Published: 5 November 2012



Reports on common mutations in neuroendocrine tumors (NET) are rare and clonality of NET metastases has not been investigated in this tumor entity yet. We selected one NET and the corresponding lymph node and liver metastases as well as the derivative cell lines to screen for somatic mutations in the primary NET and to track the fate of genetic changes during metastasis and in vitro progression.


Applying microarray based sequence capture resequencing including 4,935 Exons from of 203 cancer-associated genes and high-resolution copy number and genotype analysis identified multiple somatic mutations in the primary NET, affecting BRCA2, CTNNB1, ERCC5, HNF1A, KIT, MLL, RB1, ROS1, SMAD4, and TP53. All mutations were confirmed in the patients’ lymph node and liver metastasis tissue as well as early cell line passages. In contrast to the tumor derived cell line, higher passages of the metastases derived cell lines lacked somatic mutations and chromosomal alterations, while expression of the classical NET marker serotonin was maintained.

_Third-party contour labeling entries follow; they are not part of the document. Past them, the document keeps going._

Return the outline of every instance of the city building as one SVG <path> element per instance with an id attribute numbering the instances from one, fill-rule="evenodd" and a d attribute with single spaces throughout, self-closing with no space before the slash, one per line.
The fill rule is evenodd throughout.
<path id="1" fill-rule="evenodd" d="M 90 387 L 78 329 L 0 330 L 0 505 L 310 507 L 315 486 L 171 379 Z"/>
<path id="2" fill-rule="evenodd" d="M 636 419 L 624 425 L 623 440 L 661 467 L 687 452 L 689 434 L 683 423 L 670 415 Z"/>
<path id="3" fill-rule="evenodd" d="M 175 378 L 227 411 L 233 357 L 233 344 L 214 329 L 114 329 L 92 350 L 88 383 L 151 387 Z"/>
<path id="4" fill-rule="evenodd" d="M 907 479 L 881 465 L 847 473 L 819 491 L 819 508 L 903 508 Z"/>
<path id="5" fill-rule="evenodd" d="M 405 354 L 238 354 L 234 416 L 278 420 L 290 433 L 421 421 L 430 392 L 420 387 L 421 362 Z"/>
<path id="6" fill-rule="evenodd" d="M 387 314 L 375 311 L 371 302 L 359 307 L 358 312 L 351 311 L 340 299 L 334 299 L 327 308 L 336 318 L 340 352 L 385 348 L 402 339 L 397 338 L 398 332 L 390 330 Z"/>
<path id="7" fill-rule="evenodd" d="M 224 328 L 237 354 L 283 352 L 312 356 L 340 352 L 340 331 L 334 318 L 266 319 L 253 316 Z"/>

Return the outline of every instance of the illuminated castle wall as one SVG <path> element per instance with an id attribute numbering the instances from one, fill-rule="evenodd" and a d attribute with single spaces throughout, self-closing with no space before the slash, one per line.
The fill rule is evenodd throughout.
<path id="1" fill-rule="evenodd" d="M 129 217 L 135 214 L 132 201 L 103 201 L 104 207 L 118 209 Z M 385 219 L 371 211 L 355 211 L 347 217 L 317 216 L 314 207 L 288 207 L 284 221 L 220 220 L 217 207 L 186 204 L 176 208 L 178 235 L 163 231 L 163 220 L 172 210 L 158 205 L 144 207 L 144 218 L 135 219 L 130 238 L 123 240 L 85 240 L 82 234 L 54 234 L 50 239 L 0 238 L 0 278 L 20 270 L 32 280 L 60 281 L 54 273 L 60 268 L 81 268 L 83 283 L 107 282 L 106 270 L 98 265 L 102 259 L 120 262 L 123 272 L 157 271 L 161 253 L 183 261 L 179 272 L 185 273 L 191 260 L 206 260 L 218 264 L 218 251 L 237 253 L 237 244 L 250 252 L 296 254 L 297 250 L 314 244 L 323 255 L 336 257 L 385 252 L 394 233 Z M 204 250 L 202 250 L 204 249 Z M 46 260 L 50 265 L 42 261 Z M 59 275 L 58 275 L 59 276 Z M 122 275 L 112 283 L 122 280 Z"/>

Our study reveals that both metastases have evolved from the same pair of genetically differing NET cell clones. In both metastases, the in vivo dominating “mutant” tumor cell clone has undergone negative selection in vitro being replaced by the “non-mutant” tumor cell population. This is the first report of a bi-clonal origin of NET derived metastases, indicating selective advantage of interclonal cooperation during metastasis. In addition, this study underscores the importance to monitor cell line integrity using high-resolution genome analysis tools.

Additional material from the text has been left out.